To access a federated HDFS cluster, clients use client-side mount tables to map file paths to namenodes. This is managed in configuration using ViewFileSystem and the viewfs:// URIs.



Hadoop Distributed Filesystem: HDFS High Availability

The combination of replicating namenode metadata on multiple filesystems and using the secondary namenode to create checkpoints protects against data loss, but it does not provide high availability of the filesystem. The namenode is still a single point of failure (SPOF). If it did fail, all clients - including MapReduce jobs - would be unable to read, write, or list files, because the namenode is the sole repository of the metadata and the file-to-block mapping. In such an event, the whole Hadoop system would effectively be out of service until a new namenode could be brought online.



To recover from a failed namenode in this situation, an administrator starts a new primary namenode with one of the filesystem metadata replicas and configures datanodes and clients to use this new namenode.
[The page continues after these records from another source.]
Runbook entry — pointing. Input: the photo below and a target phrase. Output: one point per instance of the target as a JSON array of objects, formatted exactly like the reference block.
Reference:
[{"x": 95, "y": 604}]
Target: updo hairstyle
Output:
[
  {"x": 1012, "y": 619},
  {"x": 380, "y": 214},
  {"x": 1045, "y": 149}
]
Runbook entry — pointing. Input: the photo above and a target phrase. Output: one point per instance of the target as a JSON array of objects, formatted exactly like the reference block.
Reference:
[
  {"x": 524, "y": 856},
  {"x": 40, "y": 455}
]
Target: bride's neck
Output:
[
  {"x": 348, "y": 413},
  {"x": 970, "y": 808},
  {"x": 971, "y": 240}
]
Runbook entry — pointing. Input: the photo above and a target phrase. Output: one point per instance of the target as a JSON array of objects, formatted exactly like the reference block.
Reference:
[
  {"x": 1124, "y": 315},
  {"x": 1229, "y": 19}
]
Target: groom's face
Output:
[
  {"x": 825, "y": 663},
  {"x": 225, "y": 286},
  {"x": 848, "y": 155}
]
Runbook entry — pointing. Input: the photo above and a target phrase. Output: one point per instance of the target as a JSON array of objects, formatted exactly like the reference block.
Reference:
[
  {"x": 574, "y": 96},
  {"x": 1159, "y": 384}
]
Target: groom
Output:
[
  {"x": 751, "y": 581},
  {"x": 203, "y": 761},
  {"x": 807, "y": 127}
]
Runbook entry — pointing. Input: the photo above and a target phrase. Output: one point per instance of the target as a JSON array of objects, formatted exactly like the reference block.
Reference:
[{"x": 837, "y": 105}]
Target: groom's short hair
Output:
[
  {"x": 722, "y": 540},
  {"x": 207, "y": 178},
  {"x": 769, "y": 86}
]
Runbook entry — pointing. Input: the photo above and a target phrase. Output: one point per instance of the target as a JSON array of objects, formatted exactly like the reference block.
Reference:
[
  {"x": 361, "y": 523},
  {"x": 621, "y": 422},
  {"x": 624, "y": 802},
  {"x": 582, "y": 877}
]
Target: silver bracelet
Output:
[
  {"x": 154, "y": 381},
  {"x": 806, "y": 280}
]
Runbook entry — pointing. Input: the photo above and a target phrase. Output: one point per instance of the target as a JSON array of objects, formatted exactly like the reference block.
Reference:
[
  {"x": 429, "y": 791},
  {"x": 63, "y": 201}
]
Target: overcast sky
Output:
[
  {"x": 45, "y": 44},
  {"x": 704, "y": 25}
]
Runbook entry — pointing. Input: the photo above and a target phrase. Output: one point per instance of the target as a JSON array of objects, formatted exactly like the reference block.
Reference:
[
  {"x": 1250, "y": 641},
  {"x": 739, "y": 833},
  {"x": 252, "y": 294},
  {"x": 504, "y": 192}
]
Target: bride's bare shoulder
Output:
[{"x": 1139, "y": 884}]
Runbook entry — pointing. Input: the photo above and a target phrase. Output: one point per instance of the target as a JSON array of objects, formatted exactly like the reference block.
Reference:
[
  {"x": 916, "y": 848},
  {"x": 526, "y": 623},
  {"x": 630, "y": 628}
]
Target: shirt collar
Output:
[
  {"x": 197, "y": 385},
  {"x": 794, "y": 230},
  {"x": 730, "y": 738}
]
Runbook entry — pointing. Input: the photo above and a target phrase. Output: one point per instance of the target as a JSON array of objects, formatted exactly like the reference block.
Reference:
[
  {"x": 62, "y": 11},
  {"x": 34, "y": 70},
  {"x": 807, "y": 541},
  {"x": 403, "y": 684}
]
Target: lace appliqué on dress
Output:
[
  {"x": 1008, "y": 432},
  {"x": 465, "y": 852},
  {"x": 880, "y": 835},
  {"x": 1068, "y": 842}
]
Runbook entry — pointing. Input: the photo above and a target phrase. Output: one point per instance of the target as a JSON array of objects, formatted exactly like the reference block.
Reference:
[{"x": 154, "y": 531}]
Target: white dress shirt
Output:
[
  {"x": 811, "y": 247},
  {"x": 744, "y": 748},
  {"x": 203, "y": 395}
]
The new namenode is not able to serve requests until it has (i) loaded its namespace image into memory, (ii) replayed its edit log, and (iii) received enough block reports from the datanodes to leave safe mode. On large clusters with many files and blocks, the time it takes for a namenode to start from cold can be 30 minutes or more.



The long recovery time is a problem for routine maintenance, too. In fact, because unexpected failure of the namenode is so rare, the case for planned downtime is actually more important in practice.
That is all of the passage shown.